If you have a question about this talk, please contact Dr Giovanni Barontini.

Sensors based on individual quantum systems provide measurements of physical quantities combining nanoscale spatial resolution and high sensitivity. For example, quantum sensing based on single spins associated with nitrogen-vacancy centres in diamond has already reached outstanding milestones in mapping nanoscale magnetic fields of interest for materials science and biology.

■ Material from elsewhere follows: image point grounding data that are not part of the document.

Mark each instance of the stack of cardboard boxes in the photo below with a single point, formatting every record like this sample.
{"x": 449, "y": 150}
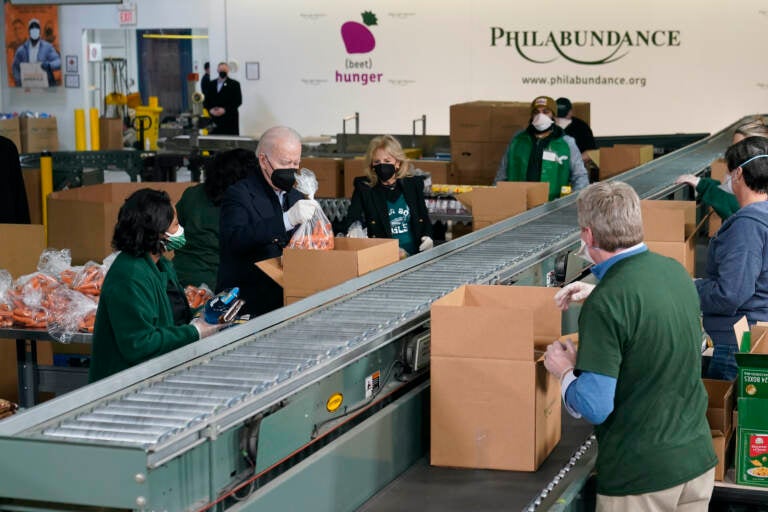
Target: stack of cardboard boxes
{"x": 752, "y": 391}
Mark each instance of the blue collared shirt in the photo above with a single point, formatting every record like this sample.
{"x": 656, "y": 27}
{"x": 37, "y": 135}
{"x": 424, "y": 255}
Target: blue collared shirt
{"x": 591, "y": 394}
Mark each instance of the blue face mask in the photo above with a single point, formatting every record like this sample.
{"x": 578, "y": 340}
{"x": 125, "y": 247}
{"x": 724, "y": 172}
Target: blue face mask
{"x": 750, "y": 159}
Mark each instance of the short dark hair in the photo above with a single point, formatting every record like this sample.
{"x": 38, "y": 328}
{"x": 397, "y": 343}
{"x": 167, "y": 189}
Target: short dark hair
{"x": 227, "y": 168}
{"x": 755, "y": 172}
{"x": 143, "y": 219}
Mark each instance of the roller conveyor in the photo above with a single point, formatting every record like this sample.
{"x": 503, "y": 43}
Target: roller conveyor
{"x": 167, "y": 407}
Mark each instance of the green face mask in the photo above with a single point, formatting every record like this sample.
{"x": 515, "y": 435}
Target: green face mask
{"x": 175, "y": 241}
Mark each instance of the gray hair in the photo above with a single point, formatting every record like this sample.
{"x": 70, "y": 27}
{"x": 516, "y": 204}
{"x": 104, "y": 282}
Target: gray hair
{"x": 276, "y": 135}
{"x": 611, "y": 209}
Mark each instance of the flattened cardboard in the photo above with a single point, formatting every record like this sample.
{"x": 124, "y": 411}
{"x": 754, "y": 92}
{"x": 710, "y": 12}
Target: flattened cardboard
{"x": 482, "y": 360}
{"x": 83, "y": 219}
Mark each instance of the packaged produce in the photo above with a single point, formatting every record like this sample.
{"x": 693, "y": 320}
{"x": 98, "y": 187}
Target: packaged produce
{"x": 317, "y": 234}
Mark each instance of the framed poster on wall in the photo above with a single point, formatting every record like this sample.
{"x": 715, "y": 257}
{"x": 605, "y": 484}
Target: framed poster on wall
{"x": 32, "y": 37}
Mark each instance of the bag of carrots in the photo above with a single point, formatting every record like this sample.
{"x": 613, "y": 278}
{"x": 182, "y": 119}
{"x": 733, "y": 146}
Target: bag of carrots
{"x": 6, "y": 315}
{"x": 90, "y": 279}
{"x": 197, "y": 297}
{"x": 317, "y": 234}
{"x": 69, "y": 312}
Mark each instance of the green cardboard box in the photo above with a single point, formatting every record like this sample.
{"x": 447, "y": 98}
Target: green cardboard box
{"x": 752, "y": 443}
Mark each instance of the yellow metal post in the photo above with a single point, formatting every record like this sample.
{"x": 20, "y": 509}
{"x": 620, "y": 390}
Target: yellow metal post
{"x": 95, "y": 141}
{"x": 80, "y": 129}
{"x": 46, "y": 186}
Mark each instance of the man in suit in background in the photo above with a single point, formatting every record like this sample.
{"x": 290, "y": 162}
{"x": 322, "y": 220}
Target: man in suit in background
{"x": 222, "y": 100}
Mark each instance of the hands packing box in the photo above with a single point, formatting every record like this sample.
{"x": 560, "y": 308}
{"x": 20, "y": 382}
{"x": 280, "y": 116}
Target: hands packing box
{"x": 39, "y": 135}
{"x": 493, "y": 204}
{"x": 669, "y": 228}
{"x": 83, "y": 219}
{"x": 623, "y": 157}
{"x": 493, "y": 404}
{"x": 329, "y": 173}
{"x": 303, "y": 272}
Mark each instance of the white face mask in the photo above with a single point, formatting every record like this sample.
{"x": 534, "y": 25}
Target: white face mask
{"x": 541, "y": 122}
{"x": 727, "y": 184}
{"x": 583, "y": 253}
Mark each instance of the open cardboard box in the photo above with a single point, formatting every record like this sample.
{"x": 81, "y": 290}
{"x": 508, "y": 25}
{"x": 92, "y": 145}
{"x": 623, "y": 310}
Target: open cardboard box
{"x": 493, "y": 404}
{"x": 303, "y": 272}
{"x": 508, "y": 198}
{"x": 669, "y": 228}
{"x": 83, "y": 219}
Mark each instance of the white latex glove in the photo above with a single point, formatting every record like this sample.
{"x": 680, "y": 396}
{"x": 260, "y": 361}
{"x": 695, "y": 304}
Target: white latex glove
{"x": 205, "y": 329}
{"x": 560, "y": 358}
{"x": 690, "y": 179}
{"x": 302, "y": 211}
{"x": 574, "y": 292}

In the first part of the talk, I will discuss our experimental1 and theoretical [2,3] work about enhancing the performance of quantum sensors through Bayesian estimation and real-time feedback. Bayesian estimation is an efficient tool to exploit all information available from experimental measurements, while additionally enabling ‘on-the-fly’ adaptation of the measurement settings to deliver, at each point in time, optimal information extraction based on the knowledge accumulated so far.

In the second part, I will introduce novel spin qubits associated to defects in silicon carbide [4], a semiconductor of wide industrial interest for micro-electronics, and I will discuss how they can be exploited to sense parameters related to SiC electronic devices with high spatial resolution.

[1] C. Bonato et al, Nature Nanotech 11, 247 (2016)

[2] C. Bonato et al, Phys Rev A 95 , 052348 (2017)

[3] HT Dinani et al, arXiv:1806.01249 (2018)

[4] R. Nagy et al, Phys Rev Appl 9, 034022 (2018)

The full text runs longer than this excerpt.